Former, requalifier, anticiper
Les rapporteurs soulignent un paradoxe : alors que l’OCDE estime que l’IA génère chaque année plus de 80 000 postes (56 000 pour la conception des outils et 25 000 pour leur diffusion), seuls 24 % des cadres ont bénéficié d’une formation dans ce domaine. Pourtant, 72 % des salariés expriment le besoin d’acquérir ces compétences. Entre 2022 et 2024, à peine 1 110 demandeurs d’emploi ont été formés à l’IA par France Travail.
Six mesures dédiées à la formation sont donc envisagées, comme intégrer l’IA dans les conventions des Opco, sensibiliser les apprentis, mobiliser le CPF et la VAE ou créer un fonds de transition numérique conditionné à des actions de formation. Une attention particulière est accordée aux TPE-PME, jugées trop vulnérables sans soutien public. Ces recommandations corroborent le constat fait de longue date par FO-Cadres : la diffusion des technologies IA doit impérativement s’accompagner d’un effort massif d’acculturation et de montée en compétences.
Le plaidoyer FO-Cadres :urlr.me/ShRPgy
Inscrire l’IA dans le dialogue social
Au-delà de la formation, les parlementaires estiment que l’IA ne peut pas être réduite à une question technique. Ils recommandent d’inscrire son déploiement dans le cadre du dialogue social : consultation obligatoire des CSE dès la phase expérimentale, intégration de l’IA dans les négociations annuelles obligatoires, possibilité d’un accord national interprofessionnel.
Ce besoin d’un dialogue social renforcé rejoint également les positions de FO-Cadres, qui rappelle que les technologies « ne sont jamais neutres » et qu’elles doivent être discutées collectivement afin d’éviter qu’elles ne deviennent des instruments de surveillance ou de déqualification. La mise en débat syndical permet de garantir une IA au service des conditions de travail et de l’autonomie des salariés plutôt qu’une seule logique de productivité.

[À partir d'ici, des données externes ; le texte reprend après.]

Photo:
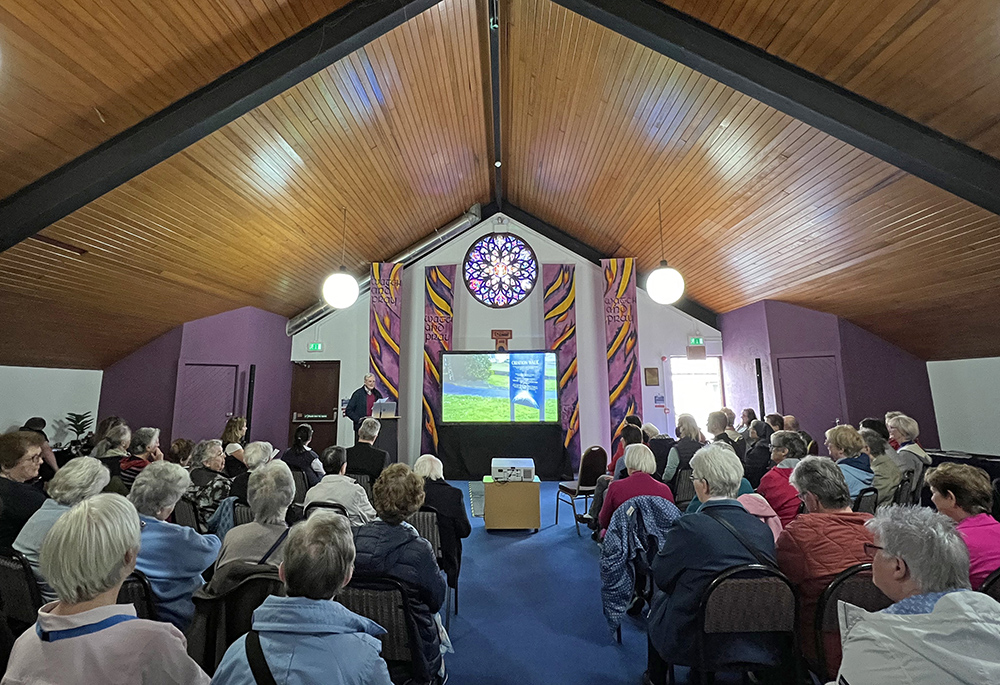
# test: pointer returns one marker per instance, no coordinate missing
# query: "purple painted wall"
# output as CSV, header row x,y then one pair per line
x,y
140,387
879,377
143,388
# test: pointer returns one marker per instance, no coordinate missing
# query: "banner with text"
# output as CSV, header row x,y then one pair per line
x,y
622,335
439,297
559,281
385,327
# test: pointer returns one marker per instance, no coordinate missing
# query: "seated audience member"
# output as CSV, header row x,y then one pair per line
x,y
964,494
887,474
20,457
338,488
144,449
85,636
304,636
911,457
683,450
819,545
846,447
81,478
390,546
300,457
364,457
262,540
934,633
631,435
640,465
180,452
692,553
453,520
759,455
786,450
209,484
172,557
739,443
256,455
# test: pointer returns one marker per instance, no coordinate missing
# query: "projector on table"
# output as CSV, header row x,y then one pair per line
x,y
512,470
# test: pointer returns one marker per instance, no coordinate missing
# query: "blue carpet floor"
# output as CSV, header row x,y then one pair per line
x,y
531,608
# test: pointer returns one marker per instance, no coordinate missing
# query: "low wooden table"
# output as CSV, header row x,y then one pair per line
x,y
512,506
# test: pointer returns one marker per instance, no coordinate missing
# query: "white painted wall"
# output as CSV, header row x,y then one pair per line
x,y
663,331
966,394
50,393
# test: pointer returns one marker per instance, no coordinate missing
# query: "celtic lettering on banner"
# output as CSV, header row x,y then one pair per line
x,y
622,335
385,327
559,282
439,298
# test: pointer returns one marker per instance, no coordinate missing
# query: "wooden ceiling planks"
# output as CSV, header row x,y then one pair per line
x,y
755,204
252,215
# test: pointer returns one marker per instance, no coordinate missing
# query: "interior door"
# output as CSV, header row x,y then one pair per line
x,y
810,390
316,401
206,398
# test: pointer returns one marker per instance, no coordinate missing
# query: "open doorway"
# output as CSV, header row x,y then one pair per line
x,y
697,386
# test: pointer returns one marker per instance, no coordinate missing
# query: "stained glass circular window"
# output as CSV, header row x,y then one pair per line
x,y
500,269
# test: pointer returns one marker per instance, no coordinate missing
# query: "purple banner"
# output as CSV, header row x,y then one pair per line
x,y
622,335
439,296
559,281
385,327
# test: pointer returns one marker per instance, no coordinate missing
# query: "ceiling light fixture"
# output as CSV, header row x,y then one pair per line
x,y
340,290
664,285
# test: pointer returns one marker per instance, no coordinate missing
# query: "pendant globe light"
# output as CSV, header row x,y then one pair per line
x,y
340,290
664,285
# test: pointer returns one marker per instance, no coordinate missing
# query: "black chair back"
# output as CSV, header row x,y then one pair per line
x,y
751,598
991,585
336,507
242,514
853,586
20,598
866,500
137,592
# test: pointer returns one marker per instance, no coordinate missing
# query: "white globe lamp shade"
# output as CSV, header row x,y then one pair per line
x,y
340,290
665,285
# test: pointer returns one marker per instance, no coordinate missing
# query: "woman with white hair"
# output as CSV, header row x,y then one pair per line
x,y
935,632
640,464
695,550
79,479
261,541
172,557
85,636
453,520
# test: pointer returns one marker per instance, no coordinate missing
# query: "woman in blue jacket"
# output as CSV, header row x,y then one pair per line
x,y
172,557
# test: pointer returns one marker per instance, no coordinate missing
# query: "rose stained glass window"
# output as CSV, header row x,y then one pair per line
x,y
500,270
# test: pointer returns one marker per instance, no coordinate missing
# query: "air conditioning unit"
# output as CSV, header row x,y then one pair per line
x,y
512,470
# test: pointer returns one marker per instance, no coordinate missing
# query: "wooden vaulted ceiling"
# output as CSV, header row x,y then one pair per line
x,y
596,130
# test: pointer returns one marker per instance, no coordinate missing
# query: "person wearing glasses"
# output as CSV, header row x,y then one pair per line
x,y
20,457
787,447
936,631
819,545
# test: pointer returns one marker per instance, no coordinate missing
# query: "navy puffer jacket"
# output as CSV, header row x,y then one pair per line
x,y
400,552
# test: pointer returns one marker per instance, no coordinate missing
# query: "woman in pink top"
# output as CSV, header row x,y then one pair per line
x,y
787,447
640,464
964,494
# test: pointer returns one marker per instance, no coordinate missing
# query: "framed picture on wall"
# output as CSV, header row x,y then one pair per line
x,y
652,375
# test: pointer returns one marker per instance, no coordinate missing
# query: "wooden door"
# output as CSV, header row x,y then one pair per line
x,y
316,401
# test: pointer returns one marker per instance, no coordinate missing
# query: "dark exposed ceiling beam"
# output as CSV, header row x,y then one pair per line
x,y
190,119
913,147
690,307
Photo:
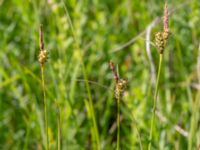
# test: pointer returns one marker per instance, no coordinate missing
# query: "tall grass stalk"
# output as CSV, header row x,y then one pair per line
x,y
118,123
195,109
85,76
45,107
155,101
59,128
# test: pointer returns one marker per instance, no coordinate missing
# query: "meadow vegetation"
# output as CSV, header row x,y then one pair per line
x,y
100,86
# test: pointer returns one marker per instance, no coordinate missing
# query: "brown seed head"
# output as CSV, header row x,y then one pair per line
x,y
120,87
43,55
159,41
166,18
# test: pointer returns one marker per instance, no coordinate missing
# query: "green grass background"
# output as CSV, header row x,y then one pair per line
x,y
99,27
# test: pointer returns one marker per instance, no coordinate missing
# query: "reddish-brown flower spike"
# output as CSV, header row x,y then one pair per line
x,y
166,18
41,38
112,67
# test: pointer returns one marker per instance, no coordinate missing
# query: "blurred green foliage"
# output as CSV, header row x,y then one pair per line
x,y
100,27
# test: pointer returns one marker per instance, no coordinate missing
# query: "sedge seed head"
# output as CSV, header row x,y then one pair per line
x,y
120,87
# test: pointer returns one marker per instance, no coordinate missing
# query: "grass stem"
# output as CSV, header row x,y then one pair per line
x,y
45,108
118,123
155,102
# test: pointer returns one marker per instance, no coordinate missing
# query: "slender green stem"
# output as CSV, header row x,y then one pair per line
x,y
118,123
155,102
45,108
85,76
59,127
137,130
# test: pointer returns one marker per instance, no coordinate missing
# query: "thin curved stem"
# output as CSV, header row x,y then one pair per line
x,y
155,102
118,123
45,108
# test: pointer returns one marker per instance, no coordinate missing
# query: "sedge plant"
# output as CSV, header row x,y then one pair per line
x,y
120,87
42,58
160,41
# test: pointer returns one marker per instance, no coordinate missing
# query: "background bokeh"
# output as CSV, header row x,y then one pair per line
x,y
103,30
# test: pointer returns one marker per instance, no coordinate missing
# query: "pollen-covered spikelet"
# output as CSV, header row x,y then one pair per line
x,y
42,57
162,37
159,41
120,87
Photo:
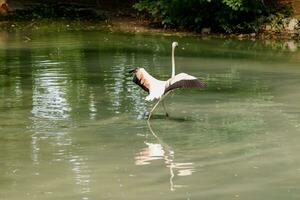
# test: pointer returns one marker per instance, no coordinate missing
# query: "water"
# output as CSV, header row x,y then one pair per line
x,y
73,125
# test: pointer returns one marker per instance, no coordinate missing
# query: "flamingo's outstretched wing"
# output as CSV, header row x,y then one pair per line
x,y
183,80
140,79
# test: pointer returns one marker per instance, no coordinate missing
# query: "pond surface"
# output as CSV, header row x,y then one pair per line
x,y
73,125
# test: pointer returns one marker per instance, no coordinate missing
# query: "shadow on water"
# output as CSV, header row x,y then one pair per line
x,y
162,151
171,118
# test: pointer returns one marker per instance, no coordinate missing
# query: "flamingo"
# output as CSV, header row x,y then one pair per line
x,y
158,89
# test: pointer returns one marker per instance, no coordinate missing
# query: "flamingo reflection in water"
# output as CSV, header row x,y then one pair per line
x,y
162,151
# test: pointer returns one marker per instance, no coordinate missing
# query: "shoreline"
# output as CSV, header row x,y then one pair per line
x,y
133,25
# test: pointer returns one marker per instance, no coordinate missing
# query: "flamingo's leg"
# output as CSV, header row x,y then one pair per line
x,y
153,109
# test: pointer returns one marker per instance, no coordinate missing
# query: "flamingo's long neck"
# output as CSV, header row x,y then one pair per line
x,y
173,61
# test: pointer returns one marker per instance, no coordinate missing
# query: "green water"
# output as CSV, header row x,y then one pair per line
x,y
73,125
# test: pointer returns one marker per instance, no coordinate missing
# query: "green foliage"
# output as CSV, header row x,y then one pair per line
x,y
55,11
220,15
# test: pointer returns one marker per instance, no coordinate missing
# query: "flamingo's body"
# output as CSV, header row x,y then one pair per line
x,y
158,89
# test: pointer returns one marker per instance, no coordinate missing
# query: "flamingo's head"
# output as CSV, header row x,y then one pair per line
x,y
174,44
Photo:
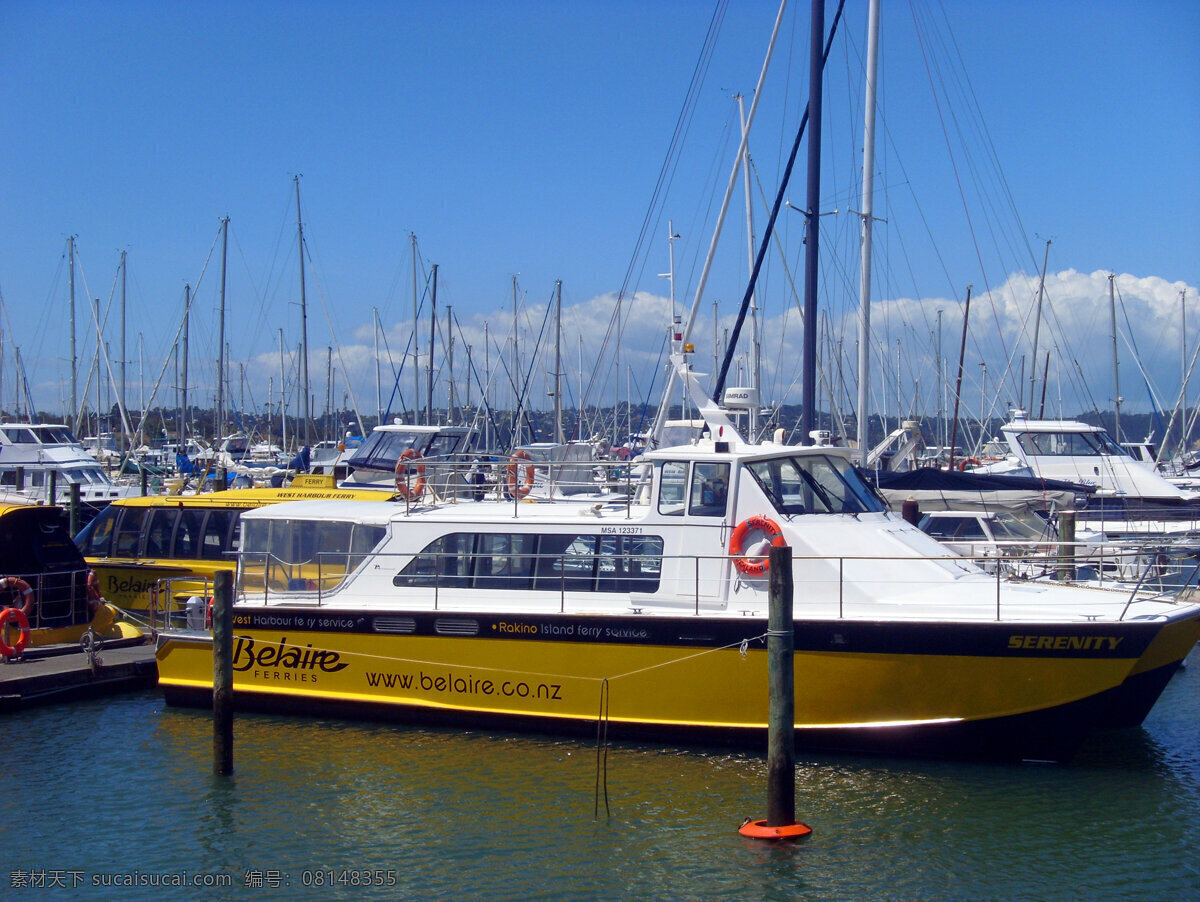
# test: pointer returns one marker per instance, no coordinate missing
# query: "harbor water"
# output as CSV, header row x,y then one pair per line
x,y
117,799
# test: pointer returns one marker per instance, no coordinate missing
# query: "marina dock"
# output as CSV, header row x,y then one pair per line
x,y
66,673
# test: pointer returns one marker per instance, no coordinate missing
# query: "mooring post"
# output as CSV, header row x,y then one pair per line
x,y
75,507
781,714
222,673
1067,547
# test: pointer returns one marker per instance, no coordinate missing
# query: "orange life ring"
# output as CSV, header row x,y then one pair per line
x,y
22,589
515,486
94,600
754,566
22,636
409,461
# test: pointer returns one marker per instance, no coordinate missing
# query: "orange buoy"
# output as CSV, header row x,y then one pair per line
x,y
515,486
409,462
759,830
22,624
754,566
23,590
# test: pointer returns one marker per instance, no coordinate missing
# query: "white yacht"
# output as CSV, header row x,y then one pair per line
x,y
35,455
649,614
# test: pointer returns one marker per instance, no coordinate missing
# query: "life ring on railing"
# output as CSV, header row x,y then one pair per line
x,y
409,462
22,624
754,566
516,486
23,590
94,600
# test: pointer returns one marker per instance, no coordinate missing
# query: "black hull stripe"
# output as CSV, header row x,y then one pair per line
x,y
1126,639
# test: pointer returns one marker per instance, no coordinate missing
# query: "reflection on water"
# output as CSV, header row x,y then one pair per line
x,y
126,785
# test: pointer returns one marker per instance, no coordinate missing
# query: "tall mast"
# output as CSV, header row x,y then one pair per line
x,y
558,360
1037,328
450,406
864,322
375,312
187,314
124,396
306,406
433,325
516,366
1116,371
75,360
755,365
417,344
283,396
225,246
813,211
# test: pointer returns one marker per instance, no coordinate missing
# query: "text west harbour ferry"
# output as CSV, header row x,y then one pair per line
x,y
653,611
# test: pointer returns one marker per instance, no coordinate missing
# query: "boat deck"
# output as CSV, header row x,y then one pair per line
x,y
64,673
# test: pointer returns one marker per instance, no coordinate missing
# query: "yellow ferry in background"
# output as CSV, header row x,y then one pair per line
x,y
46,594
142,547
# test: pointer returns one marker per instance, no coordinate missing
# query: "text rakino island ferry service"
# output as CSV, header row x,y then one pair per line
x,y
651,611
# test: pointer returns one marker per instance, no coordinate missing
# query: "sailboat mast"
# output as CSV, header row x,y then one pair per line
x,y
225,246
809,420
283,396
1037,329
187,316
1116,370
417,344
864,322
558,360
433,325
375,312
124,396
755,365
75,361
306,404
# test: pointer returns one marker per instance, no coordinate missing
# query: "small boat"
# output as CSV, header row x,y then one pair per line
x,y
48,594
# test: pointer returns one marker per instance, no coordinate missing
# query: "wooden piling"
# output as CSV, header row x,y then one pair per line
x,y
781,715
75,507
222,673
1067,547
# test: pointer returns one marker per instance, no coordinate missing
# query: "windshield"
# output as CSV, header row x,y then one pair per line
x,y
814,483
1069,444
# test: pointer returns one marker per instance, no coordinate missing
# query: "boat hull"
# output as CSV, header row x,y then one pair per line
x,y
973,689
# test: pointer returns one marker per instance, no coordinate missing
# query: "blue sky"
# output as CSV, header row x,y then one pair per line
x,y
527,139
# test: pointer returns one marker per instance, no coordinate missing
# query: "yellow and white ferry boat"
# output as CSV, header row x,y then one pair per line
x,y
47,594
145,547
651,612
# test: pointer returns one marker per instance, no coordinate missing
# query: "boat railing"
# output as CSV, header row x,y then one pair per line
x,y
691,583
511,479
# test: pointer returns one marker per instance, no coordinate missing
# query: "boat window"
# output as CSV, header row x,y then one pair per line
x,y
672,485
21,436
159,531
1020,525
305,555
953,528
1068,444
96,539
187,534
443,445
709,489
129,533
814,483
546,563
214,541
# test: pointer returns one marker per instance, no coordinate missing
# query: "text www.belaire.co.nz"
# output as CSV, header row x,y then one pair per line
x,y
465,685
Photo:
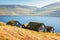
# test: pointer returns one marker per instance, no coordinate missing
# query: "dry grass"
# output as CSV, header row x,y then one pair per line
x,y
8,32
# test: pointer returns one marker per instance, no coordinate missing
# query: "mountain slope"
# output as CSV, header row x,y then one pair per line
x,y
50,10
8,32
16,9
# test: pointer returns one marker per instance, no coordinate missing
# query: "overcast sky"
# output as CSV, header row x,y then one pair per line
x,y
37,3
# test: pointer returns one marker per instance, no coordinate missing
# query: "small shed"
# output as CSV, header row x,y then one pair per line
x,y
14,23
49,29
36,26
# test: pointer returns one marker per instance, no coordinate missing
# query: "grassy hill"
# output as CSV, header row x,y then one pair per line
x,y
8,32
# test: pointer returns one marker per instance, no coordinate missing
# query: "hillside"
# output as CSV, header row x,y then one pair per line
x,y
8,32
18,10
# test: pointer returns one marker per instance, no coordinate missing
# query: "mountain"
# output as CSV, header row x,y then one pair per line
x,y
49,10
16,9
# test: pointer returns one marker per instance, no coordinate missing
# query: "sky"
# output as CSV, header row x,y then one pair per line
x,y
37,3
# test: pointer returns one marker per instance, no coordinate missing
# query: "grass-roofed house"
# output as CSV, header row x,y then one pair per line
x,y
36,26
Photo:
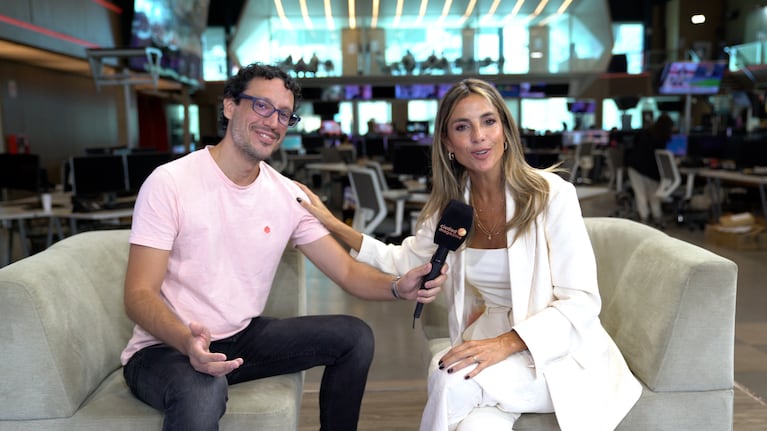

Converger vers une IA éthique et sociale
Les 68 propositions du rapport visent à faire de l’IA un levier de compétitivité et de souveraineté. Pour FO-Cadres, l’enjeu est également de garantir que ce développement respecte des principes éthiques : finalité, proportionnalité, loyauté, transparence et protection de la vie privée.
À travers ce rapport, la représentation nationale confirme que l’IA engage tout autant les choix technologiques que l’avenir du travail. Pour les cadres comme pour l’ensemble des salariés, il s’agit d’un sujet à la fois de formation et de droit collectif. Deux leviers indissociables pour construire un usage éthique et responsable de l’intelligence artificielle.